Brad Pitt’s Ad Astra Is Literally “To the Stars”

Ad Astra, the Brad Pitt starring vehicle is a thrilling and thoughtful rumination on the finding the father trope. Written and directed by James Gray (Ethan Gross shares screenwriting credit), the film uses science fiction to tell the tale of astronaut Roy McBride (Pitt) literally on sent on a mission to find his father the much beloved astronaut hero who everyone had presumed dead. The stakes are high as power surges from space keep targeting the earth and disrupting power across the world resulting in countless deaths. While this takes place in the future, Gray has endeavored to make his space opera look realistic, a smart idea that helps sells some of the films implausibilities.

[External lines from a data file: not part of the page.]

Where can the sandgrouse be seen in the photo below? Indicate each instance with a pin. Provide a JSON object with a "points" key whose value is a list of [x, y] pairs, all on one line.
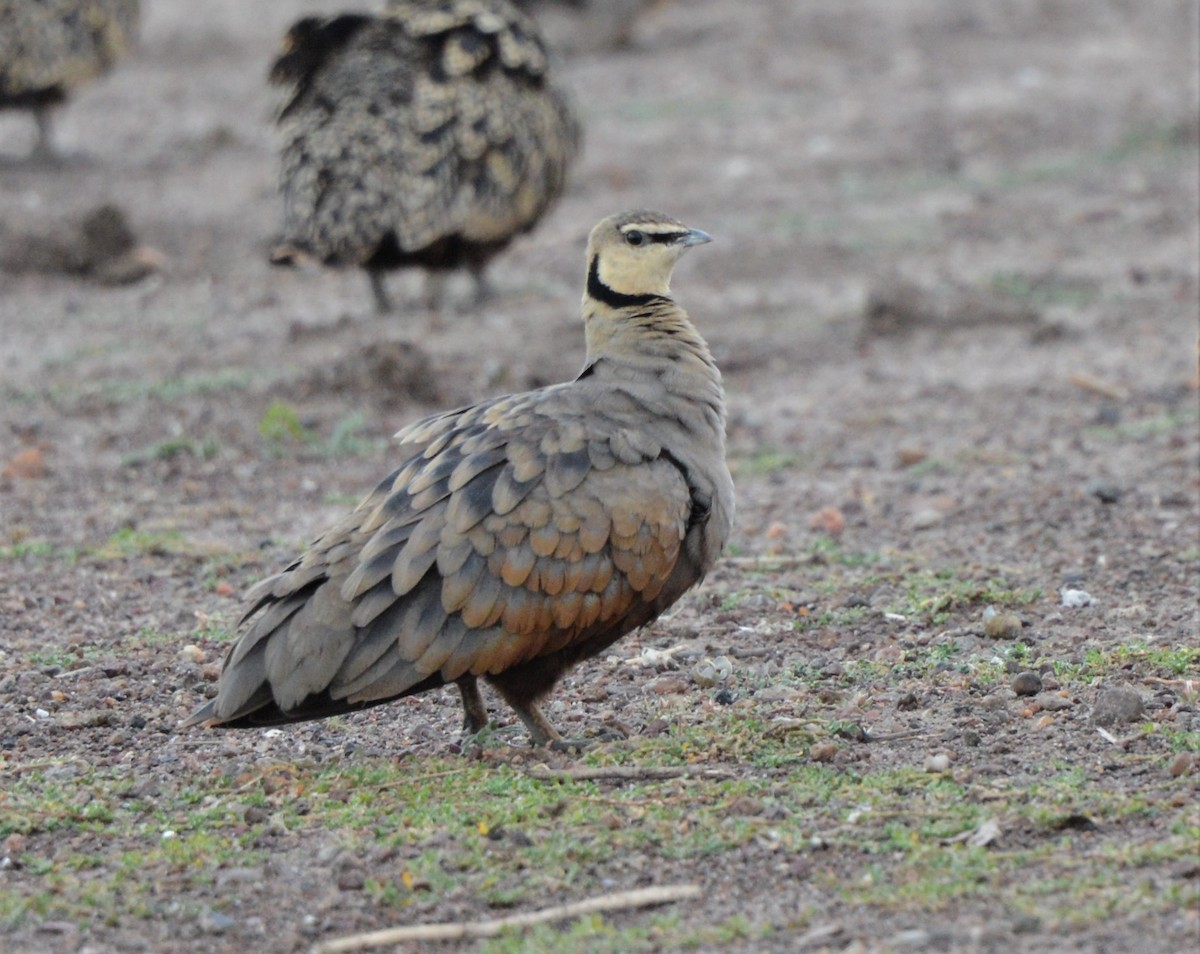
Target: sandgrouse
{"points": [[48, 48], [519, 535], [429, 136]]}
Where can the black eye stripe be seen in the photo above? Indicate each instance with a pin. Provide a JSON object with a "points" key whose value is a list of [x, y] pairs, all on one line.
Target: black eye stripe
{"points": [[664, 238]]}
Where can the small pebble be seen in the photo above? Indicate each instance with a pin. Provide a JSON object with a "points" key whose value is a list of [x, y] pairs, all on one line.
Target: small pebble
{"points": [[1104, 491], [1026, 684], [1002, 627], [940, 762], [1053, 702], [927, 517], [712, 671], [1073, 599], [1116, 706]]}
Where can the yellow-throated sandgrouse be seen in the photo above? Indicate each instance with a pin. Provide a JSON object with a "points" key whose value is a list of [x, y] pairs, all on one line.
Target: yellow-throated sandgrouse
{"points": [[48, 48], [519, 535], [429, 136]]}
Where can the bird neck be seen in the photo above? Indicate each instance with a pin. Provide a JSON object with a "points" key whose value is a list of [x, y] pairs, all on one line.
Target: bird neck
{"points": [[651, 347]]}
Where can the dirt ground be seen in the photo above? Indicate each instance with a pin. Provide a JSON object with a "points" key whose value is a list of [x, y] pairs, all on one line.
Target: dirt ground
{"points": [[954, 294]]}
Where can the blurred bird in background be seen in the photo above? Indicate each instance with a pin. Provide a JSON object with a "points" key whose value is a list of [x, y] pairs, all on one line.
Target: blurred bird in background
{"points": [[49, 48], [429, 136]]}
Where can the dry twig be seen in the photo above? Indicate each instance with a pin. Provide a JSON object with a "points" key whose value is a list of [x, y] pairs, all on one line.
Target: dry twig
{"points": [[627, 773], [461, 930]]}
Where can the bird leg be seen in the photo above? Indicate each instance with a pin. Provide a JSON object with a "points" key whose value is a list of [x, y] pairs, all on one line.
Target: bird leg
{"points": [[541, 732], [43, 149], [379, 291], [474, 712], [484, 289]]}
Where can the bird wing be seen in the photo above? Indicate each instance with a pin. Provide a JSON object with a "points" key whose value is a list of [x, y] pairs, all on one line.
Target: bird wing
{"points": [[514, 529]]}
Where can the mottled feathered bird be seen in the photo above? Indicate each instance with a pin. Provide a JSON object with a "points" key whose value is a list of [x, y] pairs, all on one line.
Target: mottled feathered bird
{"points": [[48, 48], [427, 136], [517, 537]]}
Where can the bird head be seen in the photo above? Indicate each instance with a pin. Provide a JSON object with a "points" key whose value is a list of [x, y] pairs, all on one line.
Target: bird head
{"points": [[631, 255]]}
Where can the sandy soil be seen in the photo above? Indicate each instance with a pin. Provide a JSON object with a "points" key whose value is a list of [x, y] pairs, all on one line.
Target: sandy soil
{"points": [[953, 289]]}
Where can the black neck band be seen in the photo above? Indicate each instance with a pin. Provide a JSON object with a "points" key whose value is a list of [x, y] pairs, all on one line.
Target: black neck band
{"points": [[600, 292]]}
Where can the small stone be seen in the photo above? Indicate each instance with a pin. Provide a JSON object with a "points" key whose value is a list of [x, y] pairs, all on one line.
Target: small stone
{"points": [[1074, 599], [1116, 706], [936, 763], [1104, 491], [747, 805], [351, 881], [29, 463], [712, 671], [1002, 627], [1053, 701], [15, 845], [255, 815], [829, 520], [927, 517], [669, 685], [214, 922], [1026, 683]]}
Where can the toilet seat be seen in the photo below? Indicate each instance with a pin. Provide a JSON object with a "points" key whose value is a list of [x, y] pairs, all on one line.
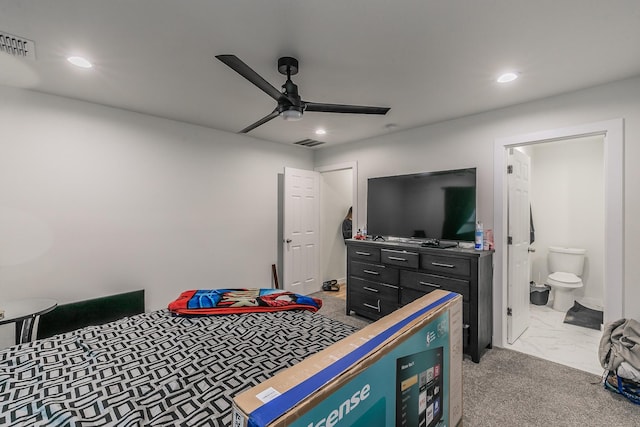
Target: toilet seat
{"points": [[563, 279]]}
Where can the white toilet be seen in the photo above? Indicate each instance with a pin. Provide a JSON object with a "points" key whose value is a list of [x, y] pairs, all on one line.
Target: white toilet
{"points": [[565, 265]]}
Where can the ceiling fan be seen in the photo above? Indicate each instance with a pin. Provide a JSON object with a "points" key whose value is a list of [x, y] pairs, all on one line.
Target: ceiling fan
{"points": [[290, 105]]}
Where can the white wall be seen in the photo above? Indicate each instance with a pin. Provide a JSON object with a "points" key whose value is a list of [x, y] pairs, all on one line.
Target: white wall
{"points": [[96, 200], [567, 197], [336, 199], [469, 142]]}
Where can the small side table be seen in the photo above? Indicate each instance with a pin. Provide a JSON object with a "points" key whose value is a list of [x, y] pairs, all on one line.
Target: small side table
{"points": [[24, 314]]}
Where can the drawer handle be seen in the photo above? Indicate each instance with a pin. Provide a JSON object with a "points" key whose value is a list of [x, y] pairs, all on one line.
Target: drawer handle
{"points": [[373, 307], [439, 264], [429, 284]]}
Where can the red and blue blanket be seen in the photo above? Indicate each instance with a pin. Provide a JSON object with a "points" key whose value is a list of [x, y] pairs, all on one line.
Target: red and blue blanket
{"points": [[227, 301]]}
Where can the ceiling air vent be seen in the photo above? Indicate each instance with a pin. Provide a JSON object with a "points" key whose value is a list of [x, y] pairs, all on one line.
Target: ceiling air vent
{"points": [[308, 142], [17, 46]]}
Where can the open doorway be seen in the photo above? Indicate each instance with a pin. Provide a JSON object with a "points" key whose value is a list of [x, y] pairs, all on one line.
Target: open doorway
{"points": [[610, 135], [338, 193]]}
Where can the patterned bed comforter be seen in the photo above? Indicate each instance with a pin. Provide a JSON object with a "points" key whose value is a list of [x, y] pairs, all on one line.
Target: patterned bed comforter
{"points": [[155, 369]]}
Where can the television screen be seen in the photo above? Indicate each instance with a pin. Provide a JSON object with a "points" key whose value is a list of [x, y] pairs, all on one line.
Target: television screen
{"points": [[430, 205]]}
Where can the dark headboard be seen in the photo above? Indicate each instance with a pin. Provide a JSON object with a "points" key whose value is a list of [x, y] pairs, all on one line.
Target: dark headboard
{"points": [[67, 317]]}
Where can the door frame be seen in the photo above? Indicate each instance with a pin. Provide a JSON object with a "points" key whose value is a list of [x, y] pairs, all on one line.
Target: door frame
{"points": [[613, 133], [354, 190]]}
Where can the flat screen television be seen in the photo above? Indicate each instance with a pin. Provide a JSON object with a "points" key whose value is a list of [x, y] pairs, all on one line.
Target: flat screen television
{"points": [[431, 205]]}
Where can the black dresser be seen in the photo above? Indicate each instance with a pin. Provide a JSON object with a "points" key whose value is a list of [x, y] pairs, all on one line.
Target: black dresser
{"points": [[383, 276]]}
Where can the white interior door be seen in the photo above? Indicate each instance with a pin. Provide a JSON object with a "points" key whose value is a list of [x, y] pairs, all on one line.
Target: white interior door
{"points": [[518, 177], [301, 225]]}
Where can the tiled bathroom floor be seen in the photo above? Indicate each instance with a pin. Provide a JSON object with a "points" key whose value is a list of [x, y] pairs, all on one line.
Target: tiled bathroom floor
{"points": [[548, 337]]}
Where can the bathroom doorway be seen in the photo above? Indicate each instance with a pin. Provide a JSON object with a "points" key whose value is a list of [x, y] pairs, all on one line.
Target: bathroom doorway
{"points": [[557, 159]]}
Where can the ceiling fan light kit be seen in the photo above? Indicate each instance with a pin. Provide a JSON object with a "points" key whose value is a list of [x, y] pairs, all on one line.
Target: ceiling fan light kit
{"points": [[289, 103]]}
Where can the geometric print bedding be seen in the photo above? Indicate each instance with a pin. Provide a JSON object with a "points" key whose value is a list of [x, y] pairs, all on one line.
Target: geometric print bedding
{"points": [[155, 369]]}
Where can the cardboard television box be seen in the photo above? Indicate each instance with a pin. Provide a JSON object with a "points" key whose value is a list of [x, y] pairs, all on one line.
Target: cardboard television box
{"points": [[404, 370]]}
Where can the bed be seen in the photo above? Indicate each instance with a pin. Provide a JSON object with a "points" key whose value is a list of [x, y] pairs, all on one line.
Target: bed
{"points": [[273, 368], [155, 368]]}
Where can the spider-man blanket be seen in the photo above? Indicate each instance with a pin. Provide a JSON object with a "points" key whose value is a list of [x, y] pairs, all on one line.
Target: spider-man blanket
{"points": [[226, 301]]}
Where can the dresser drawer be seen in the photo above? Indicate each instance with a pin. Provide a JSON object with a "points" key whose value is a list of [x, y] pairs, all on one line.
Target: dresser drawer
{"points": [[382, 290], [401, 258], [447, 265], [374, 272], [429, 282], [364, 253], [370, 304]]}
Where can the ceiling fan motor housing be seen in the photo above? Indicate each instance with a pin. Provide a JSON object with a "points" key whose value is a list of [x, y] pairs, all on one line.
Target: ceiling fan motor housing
{"points": [[288, 66]]}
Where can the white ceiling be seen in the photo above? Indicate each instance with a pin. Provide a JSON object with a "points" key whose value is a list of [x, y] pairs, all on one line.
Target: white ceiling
{"points": [[429, 60]]}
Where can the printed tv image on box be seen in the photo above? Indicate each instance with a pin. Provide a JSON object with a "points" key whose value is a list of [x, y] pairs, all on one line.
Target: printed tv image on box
{"points": [[419, 389]]}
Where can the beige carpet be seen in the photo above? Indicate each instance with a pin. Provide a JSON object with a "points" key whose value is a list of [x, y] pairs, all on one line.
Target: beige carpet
{"points": [[508, 388]]}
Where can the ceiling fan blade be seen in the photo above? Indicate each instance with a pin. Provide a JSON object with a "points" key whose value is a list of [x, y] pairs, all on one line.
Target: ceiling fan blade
{"points": [[245, 71], [341, 108], [275, 113]]}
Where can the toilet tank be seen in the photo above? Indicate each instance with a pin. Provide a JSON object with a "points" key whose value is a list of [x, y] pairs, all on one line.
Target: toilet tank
{"points": [[568, 260]]}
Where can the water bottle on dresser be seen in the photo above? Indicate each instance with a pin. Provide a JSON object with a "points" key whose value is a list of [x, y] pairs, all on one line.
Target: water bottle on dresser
{"points": [[479, 245]]}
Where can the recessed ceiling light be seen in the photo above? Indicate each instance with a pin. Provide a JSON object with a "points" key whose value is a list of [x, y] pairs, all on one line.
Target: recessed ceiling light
{"points": [[79, 61], [507, 77]]}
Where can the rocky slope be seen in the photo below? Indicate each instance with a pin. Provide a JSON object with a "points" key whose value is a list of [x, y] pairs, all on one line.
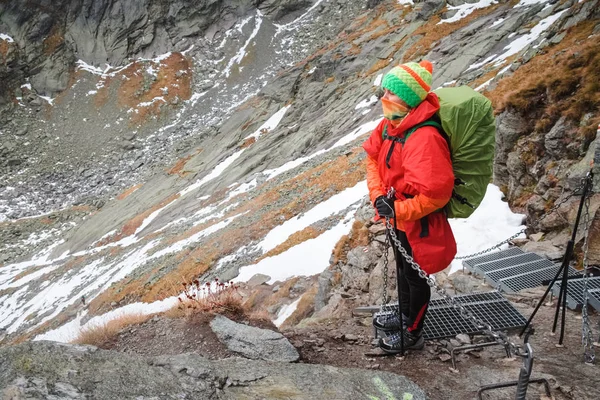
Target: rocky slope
{"points": [[52, 370], [223, 144]]}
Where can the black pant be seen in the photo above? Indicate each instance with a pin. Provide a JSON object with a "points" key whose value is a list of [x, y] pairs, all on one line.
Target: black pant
{"points": [[413, 291]]}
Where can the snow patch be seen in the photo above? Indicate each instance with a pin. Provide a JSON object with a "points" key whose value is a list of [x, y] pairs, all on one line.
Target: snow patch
{"points": [[491, 223], [378, 80], [361, 130], [333, 205], [367, 102], [305, 259], [237, 59], [285, 312]]}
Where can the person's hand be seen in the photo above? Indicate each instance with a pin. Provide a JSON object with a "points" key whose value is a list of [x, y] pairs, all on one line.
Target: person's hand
{"points": [[385, 207]]}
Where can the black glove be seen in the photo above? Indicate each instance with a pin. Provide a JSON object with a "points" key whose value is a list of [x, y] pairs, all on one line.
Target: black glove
{"points": [[385, 207]]}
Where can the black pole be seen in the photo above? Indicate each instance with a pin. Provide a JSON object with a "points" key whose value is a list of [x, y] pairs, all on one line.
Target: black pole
{"points": [[541, 301], [398, 272], [570, 247], [564, 268]]}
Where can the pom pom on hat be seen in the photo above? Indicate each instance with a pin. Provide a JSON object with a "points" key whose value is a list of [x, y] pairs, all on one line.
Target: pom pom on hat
{"points": [[411, 81], [427, 65]]}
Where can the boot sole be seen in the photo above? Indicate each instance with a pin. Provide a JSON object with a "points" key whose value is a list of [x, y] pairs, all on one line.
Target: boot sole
{"points": [[417, 346]]}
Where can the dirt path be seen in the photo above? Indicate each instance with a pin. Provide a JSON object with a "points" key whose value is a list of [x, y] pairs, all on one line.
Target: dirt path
{"points": [[347, 345]]}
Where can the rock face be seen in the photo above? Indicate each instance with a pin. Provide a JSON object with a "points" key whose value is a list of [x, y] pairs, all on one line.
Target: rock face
{"points": [[105, 31], [50, 370], [253, 343]]}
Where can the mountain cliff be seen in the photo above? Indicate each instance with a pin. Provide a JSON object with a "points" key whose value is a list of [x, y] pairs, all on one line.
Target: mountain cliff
{"points": [[147, 143]]}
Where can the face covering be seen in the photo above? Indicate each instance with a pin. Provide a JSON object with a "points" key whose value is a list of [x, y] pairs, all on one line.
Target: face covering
{"points": [[393, 111]]}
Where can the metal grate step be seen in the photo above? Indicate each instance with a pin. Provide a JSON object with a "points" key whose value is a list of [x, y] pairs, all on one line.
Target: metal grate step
{"points": [[446, 322], [513, 251], [575, 292], [531, 279], [594, 299], [494, 277], [485, 268], [443, 320], [500, 315]]}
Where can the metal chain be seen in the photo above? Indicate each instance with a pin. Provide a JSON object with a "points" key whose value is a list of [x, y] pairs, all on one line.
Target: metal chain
{"points": [[586, 331], [488, 250], [535, 224], [487, 329], [385, 269]]}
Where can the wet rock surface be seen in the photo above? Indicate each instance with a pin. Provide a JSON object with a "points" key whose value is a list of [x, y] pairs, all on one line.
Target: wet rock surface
{"points": [[47, 370]]}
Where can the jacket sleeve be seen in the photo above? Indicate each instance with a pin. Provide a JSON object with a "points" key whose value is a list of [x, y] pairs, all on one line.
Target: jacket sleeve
{"points": [[428, 169], [373, 180]]}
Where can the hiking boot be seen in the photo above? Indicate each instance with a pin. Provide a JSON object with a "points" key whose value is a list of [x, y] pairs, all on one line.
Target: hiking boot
{"points": [[389, 322], [412, 341]]}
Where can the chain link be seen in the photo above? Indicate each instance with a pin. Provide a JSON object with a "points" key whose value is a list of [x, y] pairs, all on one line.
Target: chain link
{"points": [[586, 331], [488, 250], [487, 329], [536, 224], [385, 269]]}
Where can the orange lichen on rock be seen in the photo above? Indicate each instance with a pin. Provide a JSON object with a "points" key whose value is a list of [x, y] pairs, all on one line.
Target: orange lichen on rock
{"points": [[129, 191], [131, 226], [563, 80], [148, 85]]}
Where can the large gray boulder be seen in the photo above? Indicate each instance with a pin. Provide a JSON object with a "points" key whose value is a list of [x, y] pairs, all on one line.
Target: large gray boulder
{"points": [[48, 370], [253, 343]]}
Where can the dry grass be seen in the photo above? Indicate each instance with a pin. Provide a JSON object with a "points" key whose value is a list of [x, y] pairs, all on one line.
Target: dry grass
{"points": [[563, 81], [224, 300], [330, 177], [298, 237], [358, 236], [432, 32], [98, 334]]}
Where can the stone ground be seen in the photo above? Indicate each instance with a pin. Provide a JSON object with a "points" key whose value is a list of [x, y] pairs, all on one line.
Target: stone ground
{"points": [[348, 343]]}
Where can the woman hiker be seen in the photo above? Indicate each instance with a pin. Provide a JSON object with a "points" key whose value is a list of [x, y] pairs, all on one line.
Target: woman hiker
{"points": [[416, 164]]}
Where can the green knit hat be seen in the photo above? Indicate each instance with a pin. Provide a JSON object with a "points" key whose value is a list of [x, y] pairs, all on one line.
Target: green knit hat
{"points": [[411, 82]]}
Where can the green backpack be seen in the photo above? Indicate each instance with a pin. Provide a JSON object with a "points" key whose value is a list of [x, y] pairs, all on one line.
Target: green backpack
{"points": [[467, 120]]}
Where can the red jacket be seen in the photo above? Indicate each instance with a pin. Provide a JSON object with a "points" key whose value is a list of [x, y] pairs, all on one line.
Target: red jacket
{"points": [[421, 172]]}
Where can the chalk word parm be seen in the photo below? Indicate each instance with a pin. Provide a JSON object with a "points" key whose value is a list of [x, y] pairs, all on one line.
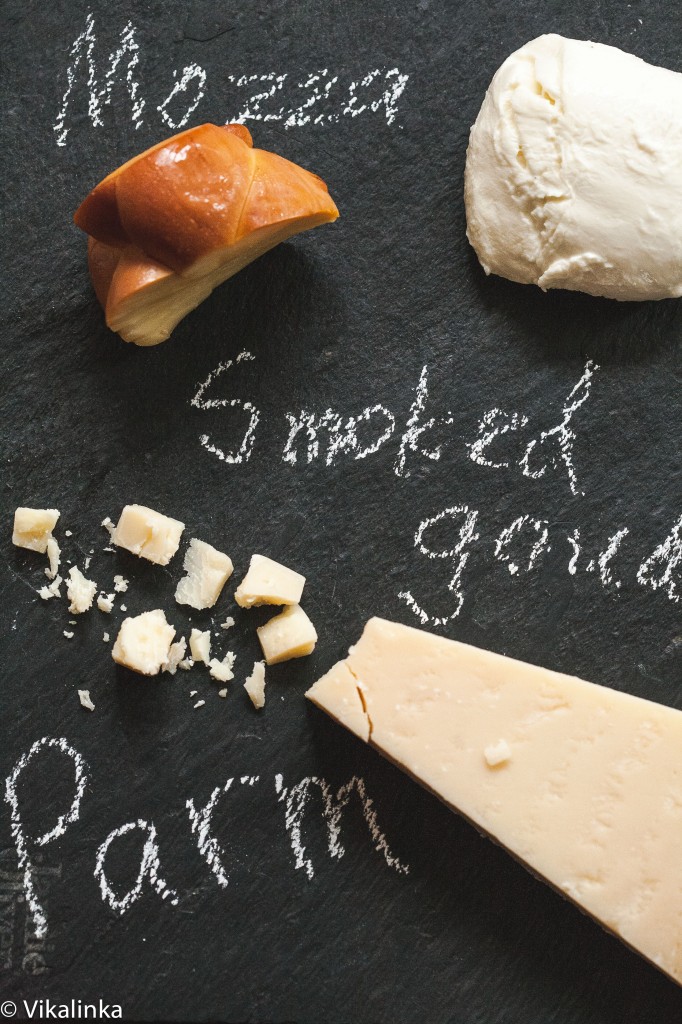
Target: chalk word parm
{"points": [[321, 97], [520, 548], [150, 877], [330, 435]]}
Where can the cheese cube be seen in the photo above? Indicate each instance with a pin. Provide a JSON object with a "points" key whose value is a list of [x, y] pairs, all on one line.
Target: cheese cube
{"points": [[80, 591], [255, 685], [143, 643], [268, 582], [200, 645], [33, 528], [207, 572], [291, 634], [147, 534]]}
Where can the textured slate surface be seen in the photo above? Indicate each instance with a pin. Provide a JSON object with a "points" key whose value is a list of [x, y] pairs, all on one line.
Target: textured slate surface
{"points": [[344, 317]]}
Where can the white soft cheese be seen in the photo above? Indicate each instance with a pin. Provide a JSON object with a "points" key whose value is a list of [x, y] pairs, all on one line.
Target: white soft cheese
{"points": [[33, 527], [207, 572], [588, 792], [80, 591], [143, 643], [147, 534], [573, 175]]}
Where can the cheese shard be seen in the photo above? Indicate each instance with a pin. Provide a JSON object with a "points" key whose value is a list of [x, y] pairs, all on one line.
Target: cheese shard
{"points": [[291, 634], [80, 591], [143, 643], [147, 534], [268, 582], [33, 527], [590, 797], [207, 572]]}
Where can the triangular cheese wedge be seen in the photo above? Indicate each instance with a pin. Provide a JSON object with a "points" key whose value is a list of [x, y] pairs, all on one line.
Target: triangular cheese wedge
{"points": [[581, 782]]}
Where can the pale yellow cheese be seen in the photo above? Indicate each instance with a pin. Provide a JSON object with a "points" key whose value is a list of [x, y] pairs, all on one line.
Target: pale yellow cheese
{"points": [[143, 643], [33, 527], [80, 591], [268, 582], [255, 685], [291, 634], [207, 572], [580, 781], [147, 534]]}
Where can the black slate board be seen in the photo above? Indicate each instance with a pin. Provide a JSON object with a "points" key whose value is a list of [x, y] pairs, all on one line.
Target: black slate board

Ad Astra opens with a thrilling scene where a power surge hits the space station he and several others are currently space walking while manually doing their work. The power surge leads to an explosion, the death of several astronauts, and McBride free falling back down into the atmosphere before opening his parachute and landing roughly. The following medical examination has one doctor with a bit of as you now exposition pointing out that McBride’s heart beat never rose above his normal pulse. McBride is established as the future’s Chuck Yeager and Pitt offers up a restrained performance of laconic cool.

Make no mistakes about it, this is Roy McBride’s journey and all other characters are merely sign posts along that journey. In the beginning we see Liv Tyler as Eve, his long suffering wife leaving him and watch his laconic cool take on an air of pained cruelty. Roy narrates his journey and as she is leaving him he is telling us how important focus and eschewing distractions are. Throughout the film there are short flashbacks to her, often wordless, in Roy’s wistful memories of her.

Donald Sutherland’s Colonel Thomas Pruitt is to join McBride along his journey but only sticks around long enough to let Roy know he knew his father and finally passing on evidence his father his still alive. Helen Lantos (Ruth Negga) appears along his journey only to fill in more clues as to the truth about his father and Tommy Lee Jones as Roy’s father, H. Clifford McBride appears briefly in few videos from the past, and then later only briefly to help Roy, in painful ways, along his journey. This sort of window dressing characters could be a problem if it weren’t for that fact that Roy’s journey is personal.

The material journey is one of space travel and ostensibly the search for life outside of us, but this is a metaphor for Roy’s search for and to reconnect with his absent father. Everything that he is, that has become has been because of his father’s absence and the ideal he represents in Roy’s mind. He has endeavored to be the best, to become an astronaut as a way to somehow get some kind of approval from his absent father. His father’s search for intelligent life on other planets becomes Roy’s metaphor for the search for meaning in his own life.

It’s all so simple and straight forward and thank the stars for that because there is nothing simple at all about the relationship between a father and his abandoned son. Brad Pitt has delivered maybe his best performance, much of that due to his restraint and willingness to convey an array of mixed emotions without even seemingly trying. Pitt has long managed to retain his boyish qualities but with this remarkably mature performance that boyishness, doled out in minute moments, is sublime.

It may seem that the talent that surrounds Pitt is wasted on such small roles, but these are not insignificant roles. Eve McBride is Roy’s alienated wife largely because of his abandonment issues and Liv Tyler’s greatest strength as an actress his her sullen beauty. Donald Sutherland brief performance, a third of it hidden behind a space suit and tinted helmet adds a needed gravitas needed to help us understand Roy’s issues and need to find his father. Ruth Negga matches Pitt’s restraint and gives a subtle reality check to Roy’s idealization of his father and that he hurt more than just Roy.

Gray’s decision to use space stations, ships and rockets that appear similar to the ones existing today, as well as the space suits and helmets was to give a realistic look to his space opera, but this winds up undermined at times when hurtling past planets such as Jupiter that very much look like CGI and certainly the rings of Neptune appear this way. The elder McBride’s certainty that intelligent life is out there, but then stopping at Neptune in despair for not finding it seems odd. Why would a scientist presume that the further he travels from the solar system without traveling to a distant solar system would yield any kind of life, let alone intelligent life?

None of these criticisms are an undoing of this film and the latter point only helps to accentuate that H. Clifford McBride who has obviously lost his sanity, may have not lost it because of a lengthy sojourn in space but may have been nuts all along. It doesn’t really explain why an entire space organization would go along with that, but even the immensity of that organization is really just more window dressing for Roy’s journey.